Il était temps d'agir et l'on ne peut que saluer cette décision courageuse qui rompt avec des années de silence coupable (3). Mais si aucun moyen n'est mis en œuvre dans le même temps pour lutter contre les conduites à risques, si aucune décision significative n'est prise concernant la problématique de l'usage de l'arme de service (comme le dépôt obligatoire de l'arme individuelle à la fin de la vacation) (4), si une réflexion sur le rôle de l'encadrement et du management n'est pas menée à son terme comme le préconisait le rapport de l'INSERM, il est difficile de croire que la tendance a une réelle chance de s'inverser durablement...

Louis Martin du Gard, officier de police

Notes :

(1) Rapport d'étude épidémiologique sur le suicide au sein des services de police mené par l'Institut National de la Santé et de la Recherche Médicale, sur la période de 2005 à 2009, prenant en compte les différences dans la structure démographique.

(2) Les cellules de veille sont « des groupes de travail (émanation des Comités d'Hygiène et de Sécurité) qui ont vocation a se réunir pour prendre en compte des situations identifiée et objectivées relevant des risques psychosociaux concernant un collectif de travail ou un service ». Elles ont été mises en place dans chaque Préfecture dans le cadre du plan de prévention des risques psychosociaux décidé en 2010. Elles comprennent des membres du Comité d'Hygiène et de Sécurité « dont les membres sont susceptibles d'apporter une connaissance ou un expertise des situations évoquées... ». Extraits du Bilan de la mise en œuvre du Plan de Prévention des Risques Psychosociaux, Ministère de l'Intérieur, 32 pages, septembre 2011.
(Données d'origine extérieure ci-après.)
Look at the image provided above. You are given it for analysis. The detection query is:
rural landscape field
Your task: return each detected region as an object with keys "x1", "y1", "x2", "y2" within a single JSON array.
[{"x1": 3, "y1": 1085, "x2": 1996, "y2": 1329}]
(3) Le service de communication de la Police Nationale s'appuyait sur des études étrangères (sans préciser lesquelles) qui affirmaient qu'en parlant des suicides, on favorisait la multiplication des passages à l'acte.

(4) Le règlement oblige les fonctionnaires de police à être en permanence en possession de leur arme individuelle tant qu'ils ne sont pas en congés plus de deux jours consécutifs, ce qui correspondent aux repos légaux. Les policiers emmènent donc leur arme à leur domicile, ce qui faciliterait le passage à l'acte dans certains cas.